Evo: How important is the market of recent university graduates to colleges?

KT: For George Brown, probably a quarter of our population are students that have some form of postsecondary education, whether they are university graduates, college graduates or students that have started university and decided to make a switch.

We do tend to have a slightly more mature student body. While we don’t target university graduates specifically, we do get a lot of them because their motivation is employment. We also get those that have been either misdirected in their first career choices and want to correct that or are in the workplace and want to advance or change their careers.

Evo: How does the campaign play into the college’s vision of higher education?

KT: Our long-term strategy is about a new paradigm for postsecondary education. In the old days, postsecondary education used to be a loaded decision where teenagers made one career decision, chose the education suited to that career choice and carried on.

Today is a very different environment. People in the workplace have to be lifelong learners and it’s not surprising for people to go back and add to their educational backgrounds at every stage of their life. Nowadays, people have an average of five and six different careers and job categories in their lifetime. George Brown wants to be there for people at all stages of their career. We have the modular learning that’s going to suit their needs at every stage of their career.

Evo: What are some of the most significant challenges of getting recent degree-holders to apply to college?

KT: We find the challenge is less about the current prospective students and more about the perceptions of the older generation. Sometimes parents have not updated their knowledge about what either specific colleges or the college category can offer relative to the university category. The biggest challenge is really having those parents update their perception and understand that college graduates are so much more highly valued by employers today than they were 30 or 40 years ago.

Evo: Do you find that the non-traditional student segment has the same challenges in terms of perception of colleges?

KT: It goes in both ways. The younger the people are, the more influenced they are by older people. By the same token, the older the person is the less likely they will have relevant direct experience with the postsecondary system as it currently stands.

We find that those individuals in their 20s who have had exposure and experience are both confident and most up to date in terms of their knowledge of postsecondary education because they are accessing that information from their peers.

Evo: How is the InterviewFail campaign helping to overcome those perception issues?

KT: When we surveyed our prospective student population, they learned that they still don’t have a strong understanding of how important soft skills are to employers. This campaign was really meant to address that by putting those prospective students in a situation that they all can relate to. By illustrating how the lack of soft skills can directly impact their career progress in the form of an interview, something most of them would have experienced at that point, they can nod their heads and say “Oh, I get it now.”

Evo: Is there anything you’d like to add about the different approach you are taking with the InterviewFail campaign and what you are hoping it will accomplish for the institution over time?

KT: I am really surprised and happy that folks within the college and postsecondary education system seem to be embracing this.

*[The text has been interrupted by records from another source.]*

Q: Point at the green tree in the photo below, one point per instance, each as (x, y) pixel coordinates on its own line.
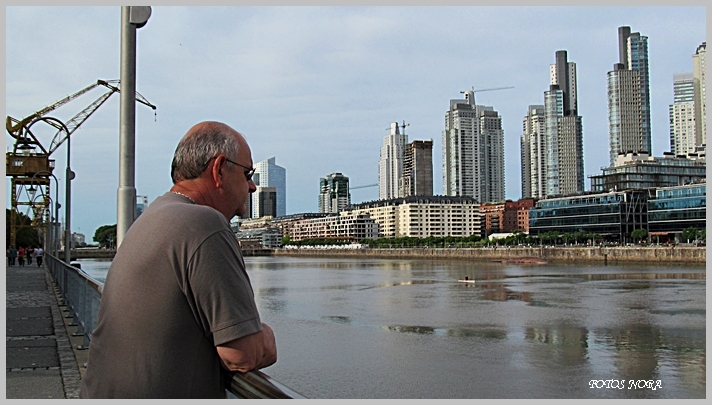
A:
(639, 234)
(26, 234)
(105, 235)
(690, 233)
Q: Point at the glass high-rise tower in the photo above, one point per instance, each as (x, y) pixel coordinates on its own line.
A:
(268, 174)
(629, 97)
(334, 193)
(473, 151)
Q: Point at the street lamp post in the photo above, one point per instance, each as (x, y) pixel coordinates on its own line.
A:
(132, 18)
(34, 197)
(70, 175)
(53, 247)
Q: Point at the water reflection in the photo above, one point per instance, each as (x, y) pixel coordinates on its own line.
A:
(568, 344)
(376, 328)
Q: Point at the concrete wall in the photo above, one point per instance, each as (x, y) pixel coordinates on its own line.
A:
(560, 254)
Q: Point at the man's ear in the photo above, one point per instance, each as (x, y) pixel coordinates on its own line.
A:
(216, 171)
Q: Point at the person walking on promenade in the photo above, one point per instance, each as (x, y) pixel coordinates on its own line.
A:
(178, 309)
(21, 256)
(39, 254)
(12, 254)
(29, 253)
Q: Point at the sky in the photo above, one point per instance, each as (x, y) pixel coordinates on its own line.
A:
(318, 87)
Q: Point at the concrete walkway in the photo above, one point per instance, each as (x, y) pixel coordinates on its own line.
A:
(41, 361)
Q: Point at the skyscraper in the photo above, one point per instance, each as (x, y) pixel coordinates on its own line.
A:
(533, 151)
(699, 67)
(492, 157)
(563, 130)
(334, 193)
(268, 174)
(473, 151)
(390, 165)
(552, 137)
(629, 97)
(682, 115)
(417, 176)
(265, 202)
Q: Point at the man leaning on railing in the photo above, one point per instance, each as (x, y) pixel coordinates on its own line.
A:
(177, 310)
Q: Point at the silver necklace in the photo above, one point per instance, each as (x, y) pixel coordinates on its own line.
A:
(179, 193)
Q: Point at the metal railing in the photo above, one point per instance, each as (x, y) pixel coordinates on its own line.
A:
(82, 296)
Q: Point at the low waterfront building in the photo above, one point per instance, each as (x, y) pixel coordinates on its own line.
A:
(506, 216)
(287, 222)
(344, 226)
(423, 216)
(642, 171)
(266, 236)
(674, 209)
(613, 215)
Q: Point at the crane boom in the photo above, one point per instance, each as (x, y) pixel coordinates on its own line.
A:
(83, 115)
(14, 126)
(495, 88)
(364, 186)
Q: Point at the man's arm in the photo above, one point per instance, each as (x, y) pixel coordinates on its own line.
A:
(251, 352)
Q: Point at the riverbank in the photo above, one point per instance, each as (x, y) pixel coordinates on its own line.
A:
(570, 254)
(606, 255)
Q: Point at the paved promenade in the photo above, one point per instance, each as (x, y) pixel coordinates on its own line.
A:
(40, 360)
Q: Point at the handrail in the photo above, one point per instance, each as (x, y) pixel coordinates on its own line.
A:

You always take a bit of a risk when you step outside of the box. Postsecondary education is ready for a change in approach and I’m really happy to see that because we as a category aren’t known for our tenancy to take risks or be bold when it comes to communicating to a young audience. I’m happy to see it as someone who is deeply engaged in seeing a system really progress and be able to move forward and be able to meet the needs of our changing demographic population.

This interview has been edited for length.